当社グループの連結財務諸表において採用する重要な会計方針は、「第5 経理の状況」に記載しております。
② 当連結会計年度の経営成績等の状況に関する認識及び分析・検討内容
a.当連結会計年度の経営成績等に関する認識及び分析
「(1)経営成績等の状況の概要 ① 財政状態及び経営成績の状況」及び「②キャッシュ・フローの状況」に記載のとおりであります。
b.経営成績に重要な影響を与える要因
当社グループ経営成績に重要な影響を与える要因は、「第2 事業の状況 3 事業等のリスク」に記載のとおりであります。
c.資本の財源及び資金の流動性
当社グループは中長期的な成長を目指し、現状の事業基盤の維持・強化を目的とした、音楽配信設備(受信端末機等(チューナー))、映像コンテンツ(洋画・邦画・アジアドラマ・スポーツ・ライブ配信・アニメ等)、ネットワークインフラ等への投資に加え、M&Aや商業ビル事業、新規サービス・商品の開発投資に対する積極的な資本投下によって引き続き事業の競争力強化を考えております。
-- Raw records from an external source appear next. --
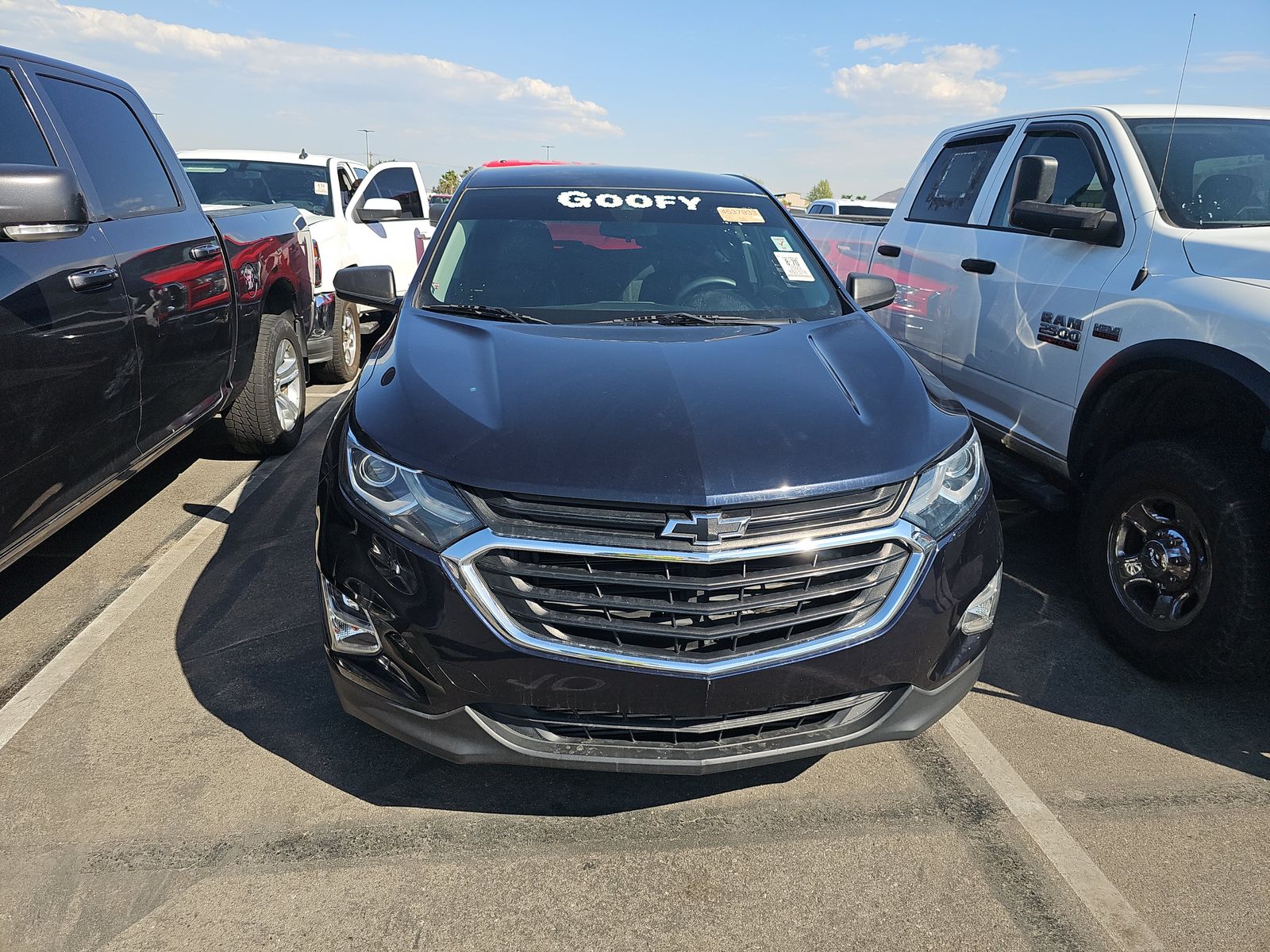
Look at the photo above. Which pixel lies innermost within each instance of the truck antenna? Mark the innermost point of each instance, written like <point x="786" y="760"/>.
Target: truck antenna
<point x="1142" y="272"/>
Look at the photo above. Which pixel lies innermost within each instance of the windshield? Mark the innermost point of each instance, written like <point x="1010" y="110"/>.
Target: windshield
<point x="220" y="182"/>
<point x="581" y="255"/>
<point x="1218" y="173"/>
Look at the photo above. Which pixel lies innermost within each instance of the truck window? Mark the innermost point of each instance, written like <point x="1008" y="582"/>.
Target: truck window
<point x="1218" y="169"/>
<point x="235" y="182"/>
<point x="1077" y="181"/>
<point x="952" y="187"/>
<point x="22" y="143"/>
<point x="399" y="184"/>
<point x="117" y="154"/>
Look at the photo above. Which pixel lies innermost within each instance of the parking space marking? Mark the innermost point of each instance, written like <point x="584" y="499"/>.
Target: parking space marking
<point x="50" y="679"/>
<point x="1119" y="919"/>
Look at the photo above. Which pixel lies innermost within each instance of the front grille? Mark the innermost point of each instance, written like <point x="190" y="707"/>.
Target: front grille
<point x="558" y="725"/>
<point x="637" y="524"/>
<point x="698" y="609"/>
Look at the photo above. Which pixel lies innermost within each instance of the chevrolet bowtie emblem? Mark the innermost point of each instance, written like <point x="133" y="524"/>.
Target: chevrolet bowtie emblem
<point x="706" y="528"/>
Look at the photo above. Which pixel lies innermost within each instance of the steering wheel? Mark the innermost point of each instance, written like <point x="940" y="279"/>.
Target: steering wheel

これらの資金需要に対しては自己資金で賄える範囲内を基本方針としておりますが、地政学リスクや急激な円安、物価の上昇等の外部環境リスクに備え、金融機関とコミットメントライン契約を締結し、手許流動性を十分に確保しております。また、自己資金で賄えないM&A等においては社債や外部借入等による資金調達も含め最適な手段を選択する予定です。
当連結会計年度のキャッシュ・フローの概況につきましては、上記「第2 事業の状況 4経営者による財政状態、経営成績及びキャッシュ・フローの状況の分析(1)経営成績等の状況の概要 ②キャッシュ・フローの状況 」をご参照ください。
d.経営者の問題認識と今後の方針
経営者の問題認識と今後の方針については、「第2 事業の状況 1 経営方針、経営環境及び対処すべき課題等」に記載のとおりであります。